While he wasn’t a first-round selection like Wallace and Davis, Smith found his way to the Texas Rangers as a seventh-round pick in the 2007 draft.  He went on to Spokane that season and didn’t make a huge splash, hitting .284 with a home run and nine RBI in 23 games.

His start with Clinton was steady but unremarkable.  He hit .293 with 39 RBI in the first half, yet had slugged only two home runs.  Still, he was one of the franchise record nine LumberKings named to the 2008 Midwest League All-Star Game, joining Gac, Greene, Moreland, Osuna, Jose Felix, Neftali Feliz, Derek Holland and Kennil Gomez.  By the end of the two-day event, Smith would finally emerge from that group of budding stars to get his share of the attention.

The All-Star Game stood deadlocked at 4-4 from the fifth inning on and looked bound for the first tie since the North and South battled to a 6-6 draw in 1991.  Smith, the only non-starter amongst six Kings’ position players on the West roster, stepped to the plate to lead off the top of the 10th against a hometown pitcher in Great Lakes’ right-hander Miguel Ramirez.  Upon the 1-2 delivery, Smith lifted a towering drive down the right-field line that wrapped around the foul pole, giving the West a 5-4 advantage.  That lead would stand as the West snapped a three-game All-Star losing streak.  For his efforts, Smith was awarded the “Star of Stars” award for the game, becoming the first Clinton player to win it since Roger Miller in 1990.

Today’s feature interview is all about that magical June evening.  Smith weighed in on the home run, the “Star of Stars” selection and more on his All-Star experience. 

Tim Smith (2008 ASG Star of Stars).mp3

So what’s happened to Smith since then?  Plenty.  He finished the ’08 season even better than his All-Star-worthy start, hitting .307 with 11 home runs and 31 RBI in the second half.  His ’09 season was split between high-A Bakersfield and double-A Frisco, and he combined to hit .320 with seven blasts and 51 RBI in those two stops. 

At the end of that year, the prospect-heavy Rangers decided to move Smith to another team building through the draft and Minor League acquisition.  He and catcher Manny Pina joined the Kansas City Royals in exchange for the talented yet troubled right-hander Danny Gutierrez.
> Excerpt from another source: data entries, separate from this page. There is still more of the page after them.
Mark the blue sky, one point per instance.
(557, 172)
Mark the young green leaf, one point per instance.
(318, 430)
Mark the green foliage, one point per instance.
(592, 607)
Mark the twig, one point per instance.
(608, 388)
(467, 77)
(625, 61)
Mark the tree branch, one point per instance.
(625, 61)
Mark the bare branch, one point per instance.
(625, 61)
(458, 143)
Now in a Royals’ system that Baseball America considers the best in all of baseball, Smith is again putting up great numbers while standing in the shadow of bigger-name prospects like Mike Moustakas and Eric Hosmer.  In 95 games with the double-A Northwest Arkansas Naturals last season, Smith hit .306 with 18 doubles, nine home runs and 50 RBI.  Assuming he stays healthy and has a solid spring, 2011 should be his first shot at triple-A Omaha.

He may never be the biggest name in baseball, but Smith has shown that he has the ability to hit consistently and could soon make his mark with the rest of the young Royals crop.  Until that time, he’ll continue to be remembered around here as Clinton’s last “Star of Stars.” 


1 Comment

I agree Dave. Smitty was one of the hardest working blue collar ball players i have seen. I do hope some major league team gives Smitty a shot at the show, would love to see what he can do. I believe he might be a very pleasent surprise.